As expected, the central bank Federal Reserve (Fed) is leaving the interest rate unchanged. This follows the rate, divided into three occasions, being lowered by a total of one percentage unit since September.
Now the message from Fed Chairman Jerome Powell, who, as usual, held a press conference after the announcement, is cautious.
Inflation is a bit too high and the economy is strong, says US expert Elisabet Kopelman.
No Signals
For the Fed, inflation pressure and the labor market situation are crucial.
In the Fed's December forecast, the central bank estimated that there will only be two interest rate cuts of 0.25 percentage points each in 2025.
There are no signals that they are preparing to take new steps. Now, data must first come in. They want to maintain a slightly restrictive policy to ensure that inflation really comes down, says Kopelman.

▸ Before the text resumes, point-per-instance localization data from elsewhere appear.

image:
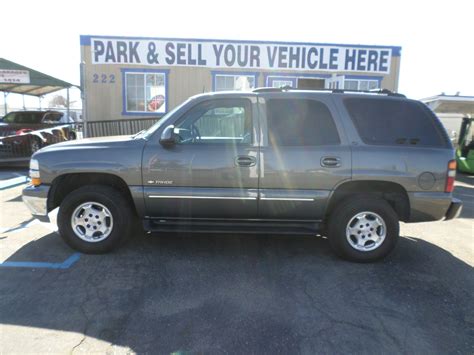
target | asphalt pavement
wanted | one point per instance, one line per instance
(234, 294)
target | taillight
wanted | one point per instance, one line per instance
(23, 131)
(450, 176)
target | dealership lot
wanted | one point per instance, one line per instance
(234, 294)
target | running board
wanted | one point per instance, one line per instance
(231, 227)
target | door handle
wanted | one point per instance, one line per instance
(245, 160)
(331, 162)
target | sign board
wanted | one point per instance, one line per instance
(248, 55)
(14, 76)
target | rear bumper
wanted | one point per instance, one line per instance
(433, 206)
(36, 199)
(454, 209)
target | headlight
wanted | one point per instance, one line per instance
(34, 164)
(34, 172)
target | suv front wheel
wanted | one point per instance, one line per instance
(94, 219)
(363, 229)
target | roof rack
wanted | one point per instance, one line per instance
(335, 91)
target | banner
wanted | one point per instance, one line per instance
(221, 54)
(14, 76)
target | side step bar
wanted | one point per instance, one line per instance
(231, 227)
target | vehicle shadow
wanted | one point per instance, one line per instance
(252, 294)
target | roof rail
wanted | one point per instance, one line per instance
(335, 91)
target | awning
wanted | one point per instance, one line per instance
(451, 104)
(19, 79)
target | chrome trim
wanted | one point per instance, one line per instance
(204, 197)
(36, 205)
(286, 199)
(233, 198)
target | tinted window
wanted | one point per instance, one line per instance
(300, 122)
(394, 122)
(52, 117)
(23, 117)
(217, 121)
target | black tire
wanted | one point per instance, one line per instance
(114, 201)
(345, 212)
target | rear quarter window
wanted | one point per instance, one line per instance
(300, 122)
(395, 122)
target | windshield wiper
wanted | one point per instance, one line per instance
(137, 134)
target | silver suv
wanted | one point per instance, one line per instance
(348, 166)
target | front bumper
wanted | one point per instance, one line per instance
(36, 199)
(454, 209)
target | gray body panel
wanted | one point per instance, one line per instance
(285, 183)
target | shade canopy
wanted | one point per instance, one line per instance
(19, 79)
(451, 104)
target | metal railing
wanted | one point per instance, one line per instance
(118, 127)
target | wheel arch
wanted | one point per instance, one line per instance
(394, 193)
(66, 183)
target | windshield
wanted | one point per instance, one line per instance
(23, 117)
(158, 124)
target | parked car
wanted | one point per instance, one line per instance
(465, 150)
(25, 132)
(347, 166)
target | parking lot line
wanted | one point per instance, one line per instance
(66, 264)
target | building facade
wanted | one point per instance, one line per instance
(131, 77)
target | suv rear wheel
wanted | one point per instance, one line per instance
(363, 229)
(94, 219)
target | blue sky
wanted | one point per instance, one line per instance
(436, 36)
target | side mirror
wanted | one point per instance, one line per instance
(168, 137)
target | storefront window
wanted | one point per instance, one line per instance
(226, 82)
(145, 92)
(281, 81)
(361, 84)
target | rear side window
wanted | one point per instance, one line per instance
(300, 122)
(394, 122)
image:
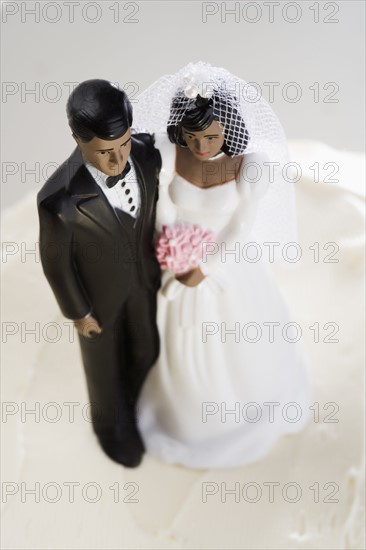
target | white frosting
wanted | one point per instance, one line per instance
(171, 512)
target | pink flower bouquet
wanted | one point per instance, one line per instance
(179, 248)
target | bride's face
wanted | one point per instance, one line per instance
(206, 144)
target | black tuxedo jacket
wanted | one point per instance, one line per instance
(89, 254)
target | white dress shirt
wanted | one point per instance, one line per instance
(125, 195)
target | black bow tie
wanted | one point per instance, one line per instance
(112, 180)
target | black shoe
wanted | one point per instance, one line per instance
(127, 449)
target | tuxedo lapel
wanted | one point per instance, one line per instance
(92, 202)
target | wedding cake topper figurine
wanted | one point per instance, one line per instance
(97, 216)
(229, 380)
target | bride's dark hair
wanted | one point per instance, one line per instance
(201, 112)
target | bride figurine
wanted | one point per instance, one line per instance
(231, 377)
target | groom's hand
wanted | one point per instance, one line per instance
(88, 326)
(191, 278)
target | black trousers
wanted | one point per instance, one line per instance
(117, 361)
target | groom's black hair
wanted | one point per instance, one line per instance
(201, 113)
(97, 108)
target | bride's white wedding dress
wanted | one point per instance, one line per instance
(230, 378)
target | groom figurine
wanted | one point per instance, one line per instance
(97, 216)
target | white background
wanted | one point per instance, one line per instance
(46, 45)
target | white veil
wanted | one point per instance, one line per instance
(275, 219)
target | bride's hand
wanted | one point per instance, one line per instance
(191, 278)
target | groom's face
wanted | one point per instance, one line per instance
(108, 156)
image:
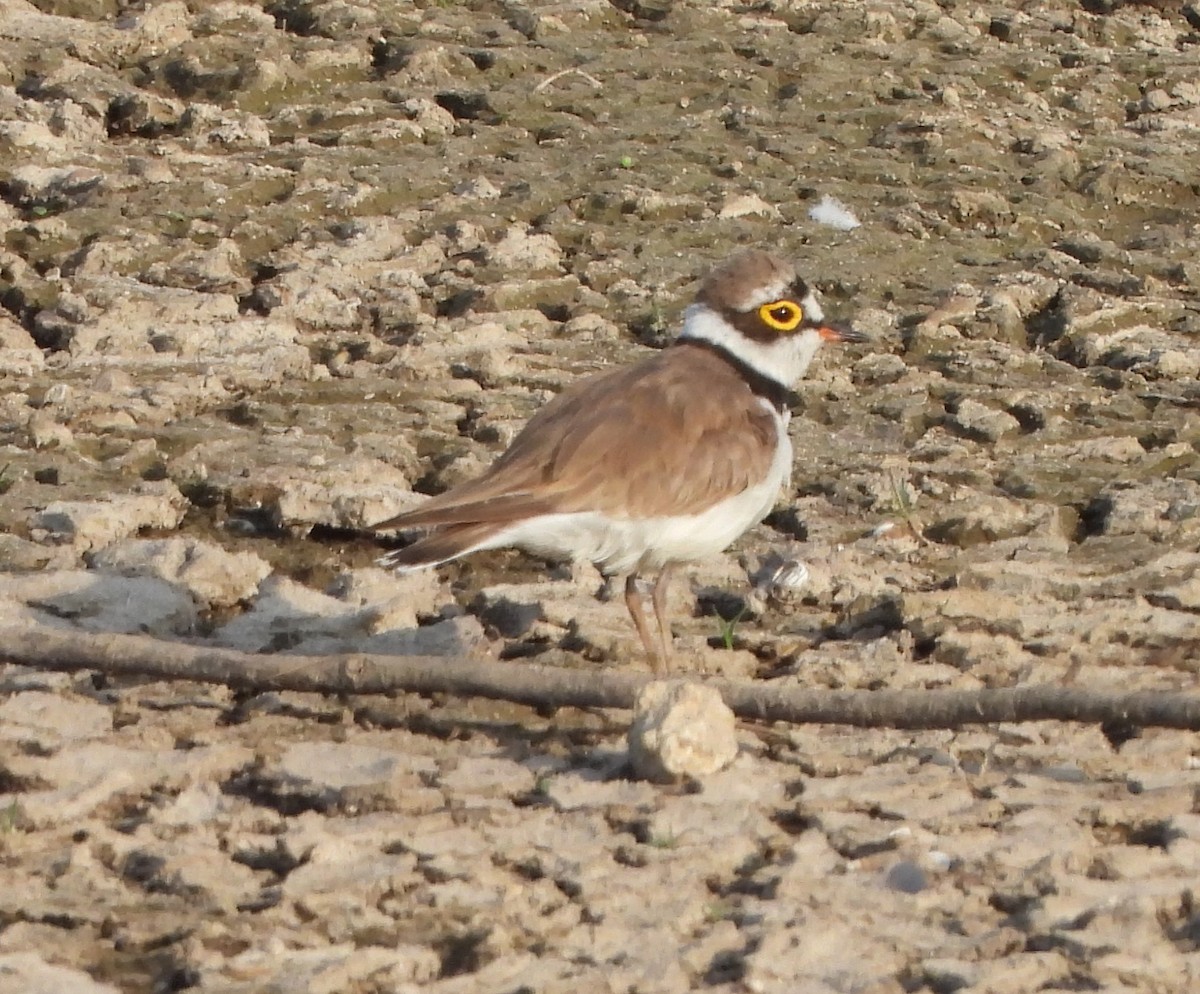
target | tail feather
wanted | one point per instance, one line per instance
(442, 546)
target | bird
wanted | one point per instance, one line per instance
(648, 466)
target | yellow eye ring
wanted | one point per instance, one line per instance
(781, 315)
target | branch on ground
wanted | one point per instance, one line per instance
(557, 687)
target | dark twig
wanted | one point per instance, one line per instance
(557, 687)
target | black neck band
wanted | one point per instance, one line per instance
(779, 396)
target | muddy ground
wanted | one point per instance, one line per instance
(271, 270)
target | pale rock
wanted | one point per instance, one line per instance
(743, 204)
(985, 424)
(91, 525)
(52, 719)
(96, 603)
(531, 255)
(211, 575)
(681, 730)
(45, 431)
(292, 617)
(478, 189)
(19, 354)
(231, 130)
(40, 185)
(79, 778)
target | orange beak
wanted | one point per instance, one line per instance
(840, 333)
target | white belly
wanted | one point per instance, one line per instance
(619, 545)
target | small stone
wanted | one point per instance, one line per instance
(210, 574)
(681, 730)
(89, 525)
(744, 204)
(979, 421)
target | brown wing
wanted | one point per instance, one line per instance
(670, 435)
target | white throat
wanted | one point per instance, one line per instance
(785, 360)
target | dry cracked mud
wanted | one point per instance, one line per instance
(273, 269)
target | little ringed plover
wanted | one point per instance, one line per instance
(647, 466)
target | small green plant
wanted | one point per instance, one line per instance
(665, 840)
(727, 628)
(10, 818)
(905, 507)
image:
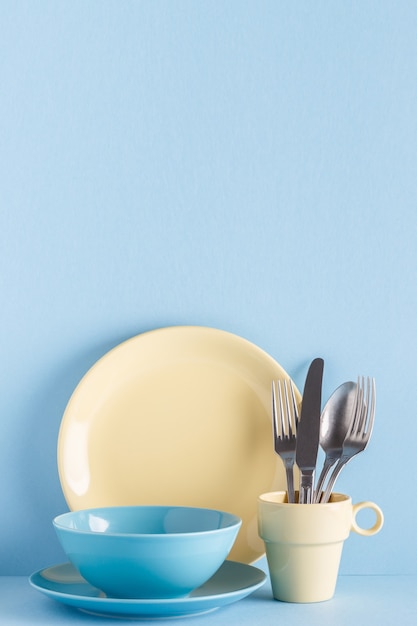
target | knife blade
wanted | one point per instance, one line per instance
(308, 431)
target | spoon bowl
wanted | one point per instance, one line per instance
(335, 420)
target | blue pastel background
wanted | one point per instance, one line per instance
(246, 165)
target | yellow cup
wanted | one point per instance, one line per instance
(304, 542)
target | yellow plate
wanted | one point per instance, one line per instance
(179, 415)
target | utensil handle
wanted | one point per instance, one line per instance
(306, 488)
(328, 464)
(340, 465)
(290, 481)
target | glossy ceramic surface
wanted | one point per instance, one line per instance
(147, 551)
(177, 416)
(232, 582)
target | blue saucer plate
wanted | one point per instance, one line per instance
(232, 582)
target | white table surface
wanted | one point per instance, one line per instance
(359, 600)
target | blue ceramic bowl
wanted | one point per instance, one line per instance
(147, 551)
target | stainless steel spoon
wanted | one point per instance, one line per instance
(335, 419)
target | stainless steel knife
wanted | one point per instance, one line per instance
(308, 432)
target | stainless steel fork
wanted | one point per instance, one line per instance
(360, 430)
(285, 420)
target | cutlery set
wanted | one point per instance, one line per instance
(342, 429)
(135, 542)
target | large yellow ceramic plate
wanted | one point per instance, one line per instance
(179, 415)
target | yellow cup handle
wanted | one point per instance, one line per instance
(379, 522)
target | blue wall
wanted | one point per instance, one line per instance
(249, 166)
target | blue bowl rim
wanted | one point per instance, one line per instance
(58, 522)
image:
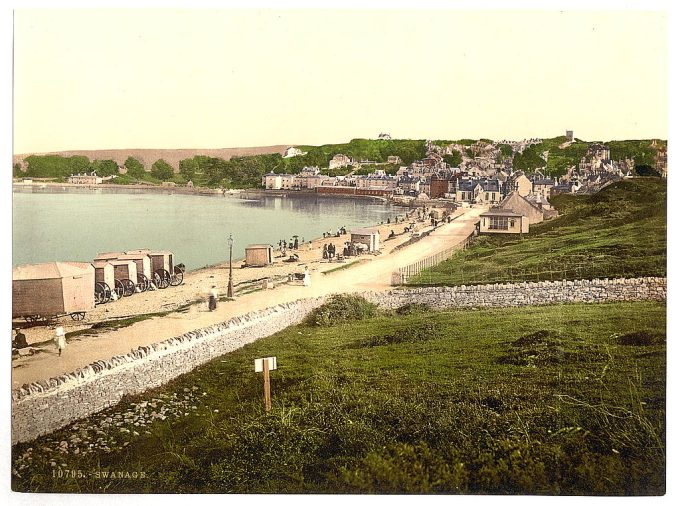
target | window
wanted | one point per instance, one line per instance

In the background is the newly elected President Donald Trump and a promised policy of high tariffs, slowed immigration, and a overhaul of the entire government apparatus.
"A Complication"
The new policy may entail inflation risks. But Kopelman notes that it is not something that the Fed and Powell want to comment on. The Fed also wants to "keep an arm's length" from Trump's statements about more and faster interest rate cuts.
Powell wants to wait and see what policy comes and how it will affect the economy. Right now, it's nothing you can act on, says Kopelman and adds:
It is obvious that this is an additional complication for the Fed.
Kopelman does not believe in any further interest rate cuts before at least May.
To get an interest rate cut in March, we need to see clearer weaknesses in the labor market.